Bau der Kirche fin XIVe siècle - 1415 (≈ 1495)
Regie Pierre Perrat, abgeschlossen 1415.
seconde moitié XVe siècle
Neugestaltung des Gebäudes
Neugestaltung des Gebäudes seconde moitié XVe siècle (≈ 1575)
Große architektonische Veränderungen.
1818
Teilvernichtung
Teilvernichtung 1818 (≈ 1818)
Abbruch aus Ruinen.
1929
Historisches Denkmal
Historisches Denkmal 1929 (≈ 1929)
Schutz der verbleibenden Reste.
Aujourd'hui
Aujourd'hui
Aujourd'hui Aujourd'hui (≈ 2025)
Position de référence.
Kulturgüter
Kirche der Großen Karmeliter (Ruinen der alten): Orden vom 28. Oktober 1929
Kennzahlen
Pierre Perrat - Architekt und Auftragnehmer
Kirche Designer, gestorben in 1400.
Alexandre Lenoir - Kultur und Kultur
Sicherung der Artikel vor 1818.
Ursprung und Geschichte
Die Kirche der Großen Karmeliter von Metz, die Ende des 14. Jahrhunderts gebaut und 1415 fertiggestellt wurde, ist das Werk des Architekten Pierre Perrat, auch Meisterwerk der Kathedrale von Metz. Letzterer, der 1400 starb, überwachte den Beginn seiner Konstruktion. Das Gebäude, das in der zweiten Hälfte des 15. Jahrhunderts wieder aufgebaut wurde, erlitt vor allem während der Französischen Revolution eine große Zerstörung. Heute bleiben nur malerische Ruinen, einschließlich einer sichtbaren Spanne im Stadtteil Altstadt, Marchant Street.
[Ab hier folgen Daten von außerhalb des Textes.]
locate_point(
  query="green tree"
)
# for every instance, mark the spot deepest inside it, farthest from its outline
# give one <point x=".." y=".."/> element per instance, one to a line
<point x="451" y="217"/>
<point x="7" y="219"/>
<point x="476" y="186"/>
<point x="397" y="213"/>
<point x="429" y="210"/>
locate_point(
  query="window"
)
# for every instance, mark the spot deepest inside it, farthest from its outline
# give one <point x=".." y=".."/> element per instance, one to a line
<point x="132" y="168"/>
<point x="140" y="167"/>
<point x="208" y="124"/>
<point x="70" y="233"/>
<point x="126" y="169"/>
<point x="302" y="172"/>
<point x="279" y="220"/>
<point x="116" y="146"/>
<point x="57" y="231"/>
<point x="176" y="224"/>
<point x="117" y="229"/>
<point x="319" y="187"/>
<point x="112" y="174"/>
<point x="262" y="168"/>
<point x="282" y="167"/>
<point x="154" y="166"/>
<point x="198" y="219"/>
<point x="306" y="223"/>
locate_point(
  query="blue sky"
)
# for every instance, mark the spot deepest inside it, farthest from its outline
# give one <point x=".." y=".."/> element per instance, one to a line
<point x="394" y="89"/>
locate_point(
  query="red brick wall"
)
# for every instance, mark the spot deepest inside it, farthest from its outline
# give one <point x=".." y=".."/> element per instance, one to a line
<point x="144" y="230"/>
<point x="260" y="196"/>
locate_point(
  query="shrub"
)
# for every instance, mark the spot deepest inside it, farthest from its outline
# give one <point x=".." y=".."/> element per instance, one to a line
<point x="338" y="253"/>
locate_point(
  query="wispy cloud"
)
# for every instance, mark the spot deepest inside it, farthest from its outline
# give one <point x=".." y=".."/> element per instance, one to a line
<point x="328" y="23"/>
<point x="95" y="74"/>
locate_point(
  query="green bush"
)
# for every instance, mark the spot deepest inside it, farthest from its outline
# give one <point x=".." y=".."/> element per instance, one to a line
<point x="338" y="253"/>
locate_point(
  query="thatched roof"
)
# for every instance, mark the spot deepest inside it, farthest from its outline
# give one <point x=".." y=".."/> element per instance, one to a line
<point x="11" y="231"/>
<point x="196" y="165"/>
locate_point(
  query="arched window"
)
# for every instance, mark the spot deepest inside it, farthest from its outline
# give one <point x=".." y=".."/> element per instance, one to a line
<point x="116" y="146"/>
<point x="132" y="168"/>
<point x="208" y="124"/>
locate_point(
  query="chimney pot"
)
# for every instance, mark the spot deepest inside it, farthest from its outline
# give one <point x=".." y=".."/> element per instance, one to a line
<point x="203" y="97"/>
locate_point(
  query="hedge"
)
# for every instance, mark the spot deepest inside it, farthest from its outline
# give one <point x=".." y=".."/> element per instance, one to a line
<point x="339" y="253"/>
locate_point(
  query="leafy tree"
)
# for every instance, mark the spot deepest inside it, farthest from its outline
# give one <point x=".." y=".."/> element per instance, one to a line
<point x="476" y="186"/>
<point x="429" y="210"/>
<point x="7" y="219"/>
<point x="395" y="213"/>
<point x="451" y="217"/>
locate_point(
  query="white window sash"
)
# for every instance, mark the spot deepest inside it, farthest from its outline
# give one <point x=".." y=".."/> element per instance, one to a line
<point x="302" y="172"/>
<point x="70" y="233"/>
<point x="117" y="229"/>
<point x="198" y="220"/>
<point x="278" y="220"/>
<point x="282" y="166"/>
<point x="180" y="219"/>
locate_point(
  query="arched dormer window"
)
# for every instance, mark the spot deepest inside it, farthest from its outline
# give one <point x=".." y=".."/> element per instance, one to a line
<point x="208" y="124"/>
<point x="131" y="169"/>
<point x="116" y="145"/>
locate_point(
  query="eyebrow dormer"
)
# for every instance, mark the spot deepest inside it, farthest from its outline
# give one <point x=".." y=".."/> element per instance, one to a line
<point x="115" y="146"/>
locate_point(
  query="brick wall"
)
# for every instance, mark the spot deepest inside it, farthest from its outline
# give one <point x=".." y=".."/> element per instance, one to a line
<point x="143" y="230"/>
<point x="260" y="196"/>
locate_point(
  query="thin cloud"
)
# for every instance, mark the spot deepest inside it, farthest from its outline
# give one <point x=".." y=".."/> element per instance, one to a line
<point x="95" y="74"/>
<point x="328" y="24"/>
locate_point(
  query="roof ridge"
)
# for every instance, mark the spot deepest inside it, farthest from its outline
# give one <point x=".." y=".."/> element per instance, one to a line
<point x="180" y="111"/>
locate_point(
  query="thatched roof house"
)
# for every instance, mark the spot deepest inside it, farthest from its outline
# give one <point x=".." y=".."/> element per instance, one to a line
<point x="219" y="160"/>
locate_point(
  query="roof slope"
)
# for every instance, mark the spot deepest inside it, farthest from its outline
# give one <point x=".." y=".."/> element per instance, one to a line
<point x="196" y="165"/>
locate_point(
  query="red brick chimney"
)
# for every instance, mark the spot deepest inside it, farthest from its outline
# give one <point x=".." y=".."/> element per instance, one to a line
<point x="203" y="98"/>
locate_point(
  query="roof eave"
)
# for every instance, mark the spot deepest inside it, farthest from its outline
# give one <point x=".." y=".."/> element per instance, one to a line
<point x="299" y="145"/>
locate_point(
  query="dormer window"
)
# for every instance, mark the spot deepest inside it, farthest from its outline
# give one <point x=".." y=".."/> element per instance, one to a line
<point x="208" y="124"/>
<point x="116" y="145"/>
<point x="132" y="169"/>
Vor seiner teilweisen Zerstörung 1818 wurden von Alexandre Lenoir einige bemerkenswerte architektonische Elemente der Kirche gerettet. Er nutzte Teile der Struktur, um die Kapelle des Schlosses von Mont-l'Évêque zu bauen, wo sie noch sichtbar sind. Ein Fragment des Pfeiles des Glockenturms wurde im Beerdigungsdenkmal von Héloïse und Abélard am Friedhof Père-Lachaise in Paris aufgenommen. Diese Erholungen demonstrieren die historische Bedeutung des Gebäudes, trotz seines fast totalen Verschwindens.
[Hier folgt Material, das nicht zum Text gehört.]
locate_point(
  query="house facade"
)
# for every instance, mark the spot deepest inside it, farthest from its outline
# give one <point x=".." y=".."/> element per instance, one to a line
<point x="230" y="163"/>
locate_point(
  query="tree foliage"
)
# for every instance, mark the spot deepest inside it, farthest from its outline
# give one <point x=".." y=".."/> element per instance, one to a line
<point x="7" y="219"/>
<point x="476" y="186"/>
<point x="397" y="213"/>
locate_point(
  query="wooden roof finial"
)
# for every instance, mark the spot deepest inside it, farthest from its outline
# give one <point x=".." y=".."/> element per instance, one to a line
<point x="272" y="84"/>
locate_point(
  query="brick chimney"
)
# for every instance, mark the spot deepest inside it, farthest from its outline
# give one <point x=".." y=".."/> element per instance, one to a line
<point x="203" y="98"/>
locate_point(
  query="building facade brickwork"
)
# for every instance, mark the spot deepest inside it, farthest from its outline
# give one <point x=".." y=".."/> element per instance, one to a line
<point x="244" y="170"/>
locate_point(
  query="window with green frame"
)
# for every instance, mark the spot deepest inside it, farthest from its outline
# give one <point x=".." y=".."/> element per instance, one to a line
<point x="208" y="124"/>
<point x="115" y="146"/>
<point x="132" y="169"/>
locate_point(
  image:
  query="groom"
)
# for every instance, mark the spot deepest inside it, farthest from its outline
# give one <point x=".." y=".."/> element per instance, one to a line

Die seit 1929 als historische Denkmäler eingestufte Kirche der Großen Karmeliter illustriert das mittelalterliche Erbe von Metz. Seine Geschichte wird von mehreren Quellen dokumentiert, darunter die Werke von Ernest de Bouteiller (1860) und Eugene Voltz (1973), die seine Rolle in der religiösen Lothringenarchitektur hervorheben. Die gegenwärtigen Ruinen, wenn auch fragmentarisch, erinnern an ihre herrliche Vergangenheit und ihre Integration in die Stadtlandschaft Messin, die von Jahrhunderten der katholischen und architektonischen Geschichte geprägt ist.
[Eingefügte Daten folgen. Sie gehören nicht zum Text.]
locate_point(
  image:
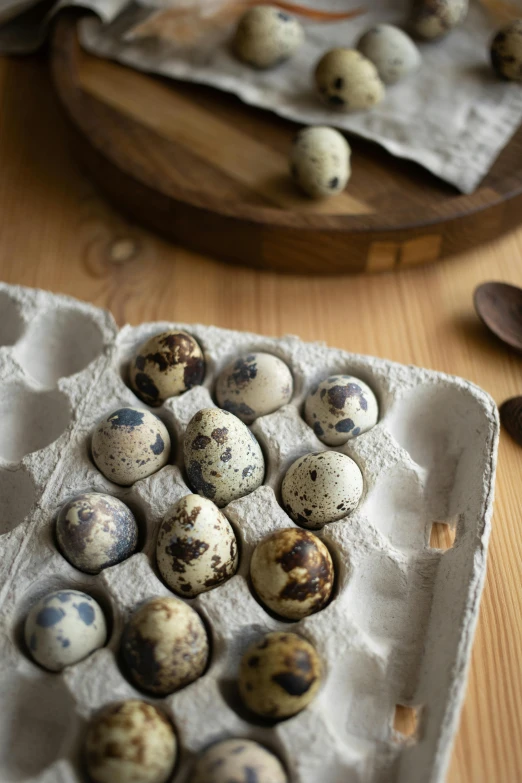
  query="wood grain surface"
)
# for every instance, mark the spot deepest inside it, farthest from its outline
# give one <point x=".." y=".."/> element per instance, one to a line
<point x="57" y="232"/>
<point x="199" y="166"/>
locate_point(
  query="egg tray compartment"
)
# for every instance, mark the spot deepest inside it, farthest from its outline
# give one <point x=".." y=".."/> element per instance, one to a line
<point x="395" y="639"/>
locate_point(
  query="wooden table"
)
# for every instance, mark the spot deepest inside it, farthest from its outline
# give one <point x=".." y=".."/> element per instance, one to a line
<point x="56" y="232"/>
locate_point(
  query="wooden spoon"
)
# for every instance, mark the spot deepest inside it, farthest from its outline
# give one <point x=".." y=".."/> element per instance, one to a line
<point x="499" y="307"/>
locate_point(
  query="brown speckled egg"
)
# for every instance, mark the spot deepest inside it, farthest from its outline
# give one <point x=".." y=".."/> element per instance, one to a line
<point x="165" y="646"/>
<point x="196" y="548"/>
<point x="167" y="365"/>
<point x="267" y="36"/>
<point x="254" y="385"/>
<point x="292" y="573"/>
<point x="130" y="444"/>
<point x="340" y="408"/>
<point x="238" y="761"/>
<point x="95" y="531"/>
<point x="223" y="459"/>
<point x="435" y="18"/>
<point x="347" y="80"/>
<point x="279" y="675"/>
<point x="506" y="51"/>
<point x="130" y="742"/>
<point x="321" y="488"/>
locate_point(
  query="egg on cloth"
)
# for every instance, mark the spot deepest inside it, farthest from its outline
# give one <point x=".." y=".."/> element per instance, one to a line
<point x="266" y="36"/>
<point x="130" y="742"/>
<point x="164" y="646"/>
<point x="340" y="408"/>
<point x="506" y="51"/>
<point x="321" y="488"/>
<point x="435" y="18"/>
<point x="347" y="80"/>
<point x="292" y="573"/>
<point x="95" y="531"/>
<point x="130" y="444"/>
<point x="223" y="459"/>
<point x="196" y="548"/>
<point x="320" y="161"/>
<point x="167" y="365"/>
<point x="279" y="675"/>
<point x="392" y="52"/>
<point x="254" y="385"/>
<point x="238" y="761"/>
<point x="64" y="627"/>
Das Eigentum des Gebäudes gehört nun zur Gemeinde Metz. Seine Klassifikation im Jahre 1929 bewahrte die verbleibenden Überreste und bietet ein Material Zeugnis der lokalen gotischen Kunst. Archäologische und historische Studien, wie sie von Amédée Boinet (1920) oder Gérald Collot (1989) durchgeführt wurden, informieren weiterhin ihre Entwicklung, vom Bau bis zur teilweisen Zerstörung und Posterität durch die Wiederverwendung ihrer Elemente.